Rheum For Interpretation: Three Tips To Apply RCTs To Your Clinical Practice Save
At the 2019 ACR Annual Meeting in Atlanta, almost 500 presentations discussed new randomized controlled trials (RCTs). We are lucky to have so much research activity in our field, but applying an RCT to your daily practice can be challenging. Here are three tips to supercharge your critical appraisal!
1. Go Beyond the Abstract: Busy practicing clinicians often stop after reading the abstract. If you want to apply an RCT to patient care, though, you have to answer three important questions:
Does this apply to my patient? (inclusion and exclusion criteria)
What is the risk of bias? (allocation concealment, unblinding, data shenanigans, etc.)
How large is the benefit and how great are the risks? (primary endpoint, adverse events)
The abstract almost never provides an answer to #1 or #2 and frequently omits important aspects of #3. Avoid superficially skimming three manuscripts. Instead, pick out one paper that matters, skip right to the Methods and the Results sections, and answer all three questions before you move on to the next.
2. Randomization and Blinding – Trust but Verify: Well conducted double blind RCTs mitigate selection bias, information bias, and confounding, all of which plague observational data. Unfortunately, threats to validity creep in as trials progress. (1,2)
For starters, I always check to make sure that the randomization process and subsequent concealment of allocation were performed carefully. If that seems appropriate, I look for things that could unblind patients or physicians, such as an injection that burns or a revealing side effect. In particular, I always evaluate loss to follow up – this may not be equal across groups and could falsely amplify (or reduce!) the treatment effect. Finally, be wary of open label extensions. These can provide important information about harms but are essentially well funded cohort studies. (3)

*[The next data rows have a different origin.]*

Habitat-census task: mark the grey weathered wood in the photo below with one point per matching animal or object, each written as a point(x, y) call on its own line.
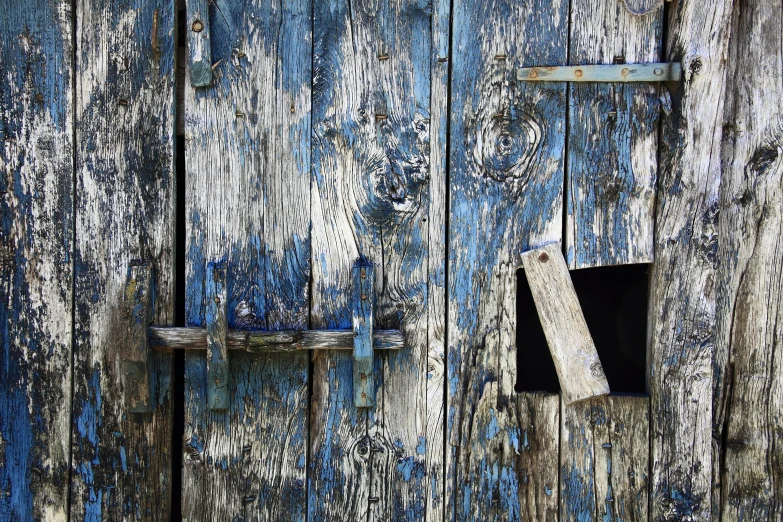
point(573, 351)
point(125, 211)
point(36, 247)
point(362, 303)
point(681, 325)
point(750, 269)
point(506, 180)
point(199, 32)
point(613, 135)
point(171, 338)
point(215, 298)
point(538, 452)
point(134, 356)
point(604, 459)
point(371, 198)
point(247, 147)
point(436, 287)
point(625, 73)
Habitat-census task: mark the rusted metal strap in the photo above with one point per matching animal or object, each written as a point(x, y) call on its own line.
point(636, 72)
point(362, 303)
point(137, 313)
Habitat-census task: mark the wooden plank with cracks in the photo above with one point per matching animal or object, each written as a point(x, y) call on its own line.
point(247, 146)
point(681, 323)
point(576, 360)
point(125, 210)
point(506, 186)
point(750, 274)
point(371, 198)
point(36, 263)
point(538, 455)
point(604, 459)
point(612, 139)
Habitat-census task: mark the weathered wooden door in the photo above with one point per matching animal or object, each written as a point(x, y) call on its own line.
point(400, 135)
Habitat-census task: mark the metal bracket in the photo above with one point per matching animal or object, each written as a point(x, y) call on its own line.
point(637, 72)
point(216, 339)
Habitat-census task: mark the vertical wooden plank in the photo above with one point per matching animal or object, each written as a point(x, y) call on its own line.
point(681, 323)
point(507, 145)
point(612, 139)
point(125, 212)
point(248, 184)
point(750, 288)
point(538, 456)
point(436, 288)
point(36, 270)
point(604, 459)
point(371, 164)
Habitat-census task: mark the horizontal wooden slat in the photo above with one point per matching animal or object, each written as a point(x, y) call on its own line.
point(168, 338)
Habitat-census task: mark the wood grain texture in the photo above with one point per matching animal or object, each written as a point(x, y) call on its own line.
point(507, 144)
point(436, 287)
point(371, 198)
point(248, 195)
point(612, 139)
point(750, 283)
point(36, 247)
point(604, 459)
point(681, 325)
point(538, 456)
point(573, 351)
point(125, 211)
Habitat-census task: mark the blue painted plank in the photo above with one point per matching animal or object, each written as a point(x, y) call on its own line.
point(36, 248)
point(125, 210)
point(506, 186)
point(249, 205)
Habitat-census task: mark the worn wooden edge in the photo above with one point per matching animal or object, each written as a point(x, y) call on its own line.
point(168, 338)
point(576, 359)
point(623, 73)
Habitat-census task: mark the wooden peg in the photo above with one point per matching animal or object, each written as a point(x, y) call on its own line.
point(576, 359)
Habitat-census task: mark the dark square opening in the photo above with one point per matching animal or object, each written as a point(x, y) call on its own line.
point(614, 302)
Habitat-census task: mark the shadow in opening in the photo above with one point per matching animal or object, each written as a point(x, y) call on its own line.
point(614, 302)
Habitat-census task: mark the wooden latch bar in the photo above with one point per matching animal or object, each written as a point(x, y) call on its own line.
point(632, 72)
point(217, 328)
point(199, 43)
point(362, 304)
point(137, 315)
point(576, 360)
point(217, 339)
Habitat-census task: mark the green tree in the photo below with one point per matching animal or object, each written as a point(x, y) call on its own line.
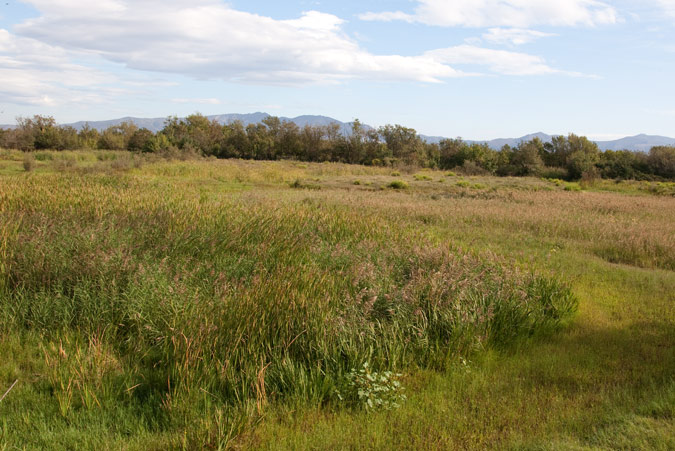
point(661, 161)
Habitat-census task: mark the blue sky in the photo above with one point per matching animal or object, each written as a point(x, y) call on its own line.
point(479, 69)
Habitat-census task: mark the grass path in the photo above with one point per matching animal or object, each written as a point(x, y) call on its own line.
point(607, 381)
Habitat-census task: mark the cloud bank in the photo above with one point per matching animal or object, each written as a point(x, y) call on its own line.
point(504, 13)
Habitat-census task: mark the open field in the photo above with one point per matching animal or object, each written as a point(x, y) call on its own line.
point(151, 304)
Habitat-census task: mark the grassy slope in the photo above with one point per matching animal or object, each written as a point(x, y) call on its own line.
point(606, 382)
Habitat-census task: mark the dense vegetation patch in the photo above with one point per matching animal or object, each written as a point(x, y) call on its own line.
point(169, 301)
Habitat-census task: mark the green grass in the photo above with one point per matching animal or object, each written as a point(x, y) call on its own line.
point(152, 304)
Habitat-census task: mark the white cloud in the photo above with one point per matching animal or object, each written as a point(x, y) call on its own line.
point(209, 39)
point(498, 61)
point(513, 36)
point(505, 13)
point(34, 73)
point(208, 101)
point(668, 6)
point(57, 59)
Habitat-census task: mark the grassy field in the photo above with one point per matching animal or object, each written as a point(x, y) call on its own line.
point(151, 304)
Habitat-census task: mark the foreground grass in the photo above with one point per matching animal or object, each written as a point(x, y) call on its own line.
point(171, 364)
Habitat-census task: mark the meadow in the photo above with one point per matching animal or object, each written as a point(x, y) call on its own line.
point(156, 304)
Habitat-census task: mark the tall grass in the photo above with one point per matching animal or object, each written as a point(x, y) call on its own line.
point(170, 298)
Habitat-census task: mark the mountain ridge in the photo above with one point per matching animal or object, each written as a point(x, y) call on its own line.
point(641, 142)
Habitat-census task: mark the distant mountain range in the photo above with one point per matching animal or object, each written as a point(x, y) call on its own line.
point(637, 143)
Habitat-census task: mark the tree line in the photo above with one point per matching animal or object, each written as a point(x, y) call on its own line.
point(570, 157)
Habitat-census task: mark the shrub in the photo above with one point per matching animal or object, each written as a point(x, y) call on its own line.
point(372, 390)
point(421, 177)
point(398, 184)
point(29, 163)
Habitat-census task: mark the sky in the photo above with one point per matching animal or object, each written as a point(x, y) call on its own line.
point(476, 69)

3. Use the NNT and NNH: Evaluating the magnitude of benefit from therapy can be challenging. I recommend simplifying the process by calculating the number needed to treat (NNT) for the primary outcome measure and the number needed to harm (NNH) for important adverse events.
Calculating these numbers is easy! Find the percentage of response in both the treatment group and the control group; the difference between them is the “absolute risk reduction.” If you take the inverse of the absolute risk reduction, you have the NNT. The NNT translates easily into clinical practice, as it answers the question, “How many patients will I need to treat before one experiences the purported benefit?” Using this approach also helps you understand the risk/benefit ratio of a therapy, as you can directly compare the NNT to the NNH.
It is an exciting time to be in rheumatology. At times it can be overwhelming, but the trials we saw this weekend will be published gradually over the next year. If you take a few minutes each week to critically analyze them when they arrive, you will come to the next annual meeting in Washington DC with a deep understanding of the information presented this year. For more information, I recommend the citations below and spending time with all the great content at RheumNow.com!
1. Hill CL, LaValley MP, Felson DT. Secular changes in the quality of published randomized clinical trials in rheumatology. Arthritis & Rheumatism 2002;46:779–784.
2. Cohen N, Lavie RG, Manor Y, Mimouni M, Furst DE, Amarilyo G. Questioning a publication bias between industry-funded and non-industry-funded randomized controlled trials on biological and small molecule therapy for rheumatoid arthritis. Seminars in Arthritis and Rheumatism 2019:S0049017219300733.
3. Taylor GJ, Wainwright P. Open label extension studies: research or marketing? BMJ 2005;331:572–574.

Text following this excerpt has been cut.